Em termos gerais, deveriam ser promovidos o investimento privado e o investimento público que contribuíssem para fortalecer um desenvolvimento justo, inclusivo e sustentável tanto desde a perspectiva setorial, social e territorial [4] Isso implica:

(i) Sustentar, firmemente, com políticas públicas, entre outras, em matéria financeira, tributária, científica e tecnológica, infraestrutura básica de comunicações, transporte, energia, saneamento, segurança, o investimento produtivo realizado por atores nacionais (privados e públicos) que contribuam para um maior e melhor geração e distribuição setorial, social e territorial do produto nacional [5].

(ii) Estimular o investimento estrangeiro que contribua positivamente para o desenvolvimento nacional [6].

(iii) Destinar forte apoio a tramas produtivas e à formação de capital na base do aparato produtivo nacional; isto é, unidades familiares, pequenas empresas e diversos tipos de empreendimentos inclusivos de porte médio com potencial transformador [7].

(iv) Promover cadeias de valor capazes de competir internacionalmente.

(v) Premiar os que reinvestem produtivamente seus resultados, incluindo os que minimizam a remessa de utilizam fora do país e não tendem a fugir com os capitais.

(vi) Estimular os que realizam apropriadas melhorias tecnológicas.

(vii) Respaldar tributária e financeiramente os investimentos com efeitos multiplicadores de natureza justa e sustentável em regiões economicamente atrasadas.

Em síntese

“Deixar fazer”, quanto a investimentos, isto é, sem intervenção pública alguma, não faz senão consagrar a forma de funcionar e o modelo de país prevalecente.
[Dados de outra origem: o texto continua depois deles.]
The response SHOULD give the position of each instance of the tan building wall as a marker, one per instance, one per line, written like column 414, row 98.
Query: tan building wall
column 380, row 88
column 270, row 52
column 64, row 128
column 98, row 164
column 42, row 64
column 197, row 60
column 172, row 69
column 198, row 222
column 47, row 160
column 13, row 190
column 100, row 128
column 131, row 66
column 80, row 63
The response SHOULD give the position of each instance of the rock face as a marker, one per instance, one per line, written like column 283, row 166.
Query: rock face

Se o país estivesse pujante, não houvesse concentração de riqueza e as maiorias estivessem de acordo com essa trajetória, tão somente seria necessário um certo nível de regulação para evitar grossos abusos.

Em troca, se o modelo de desenvolvimento prevalecente, como ocorre na maioria dos países, tendesse a concentrar a riqueza, castigasse as maiorias, comprometesse o meio ambiente e gerasse recorrentes crises sistêmicas, então aquela opção de deixar fazer e minimizar regulações seria social e ambientalmente autodestrutiva e insustentável.
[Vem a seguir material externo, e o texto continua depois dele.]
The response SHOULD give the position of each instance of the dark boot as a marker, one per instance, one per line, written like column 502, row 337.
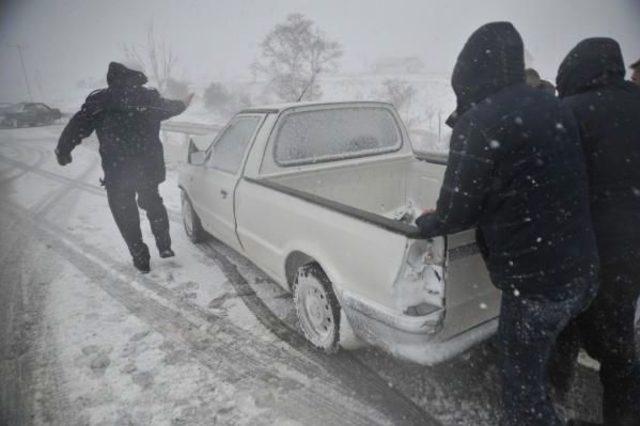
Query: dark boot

Haverá que substituir o suposto piloto automático (tendenciosos timoneiros só atentos a seus próprios interesses) por uma bem concebida e melhor executada condução social e política da economia. Seria necessário respeitar relações técnicas que não podem ser ignoradas por voluntarismo algum, mas afirmando o rumo e o funcionamento social e ambientalmente desejado; isto é, conciliando os interesses e necessidades de nossas grandes maiorias com o cuidado ambiental e as cambiantes circunstâncias do mundo globalizado.

Assim, em lugar de declamar a importância estratégica do investimento para logo só seguir os avatares dos que hoje a monopolizam, impõe-se analisar diversas opções de investimento respaldando as desejadas, impedindo as prejudiciais e deixando liberadas para decisões individuais as muitas que não requerem orientação pública alguma.
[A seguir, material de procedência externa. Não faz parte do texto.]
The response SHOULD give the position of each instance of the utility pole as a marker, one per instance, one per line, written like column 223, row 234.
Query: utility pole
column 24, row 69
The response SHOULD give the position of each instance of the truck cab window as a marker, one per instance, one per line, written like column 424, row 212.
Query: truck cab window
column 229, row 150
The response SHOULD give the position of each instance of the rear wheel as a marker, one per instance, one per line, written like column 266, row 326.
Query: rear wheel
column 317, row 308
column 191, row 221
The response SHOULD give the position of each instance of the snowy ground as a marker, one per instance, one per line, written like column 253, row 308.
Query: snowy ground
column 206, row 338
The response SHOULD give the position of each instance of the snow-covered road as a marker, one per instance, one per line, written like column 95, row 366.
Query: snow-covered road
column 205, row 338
Em outras palavras, no contexto de uma trajetória justa, inclusiva e sustentável será necessário orientar diferenciadamente para um muito heterogêneo universo de potenciais investidores. Haverá os que dispõem de recursos e suas decisões de investimento são bem-vindas pelos efeitos benéficos que geram, outros que não têm capacidade de investir mas decidiriam em favor do desenvolvimento inclusivo se o Estado os apoiasse com algum sistema promocional e, finalmente, aqueles que é necessário regular com toda firmeza porque, dispondo de ingentes recursos, orientam-lhes a especular sem gerar valor, mas se apropriando do gerado por outros.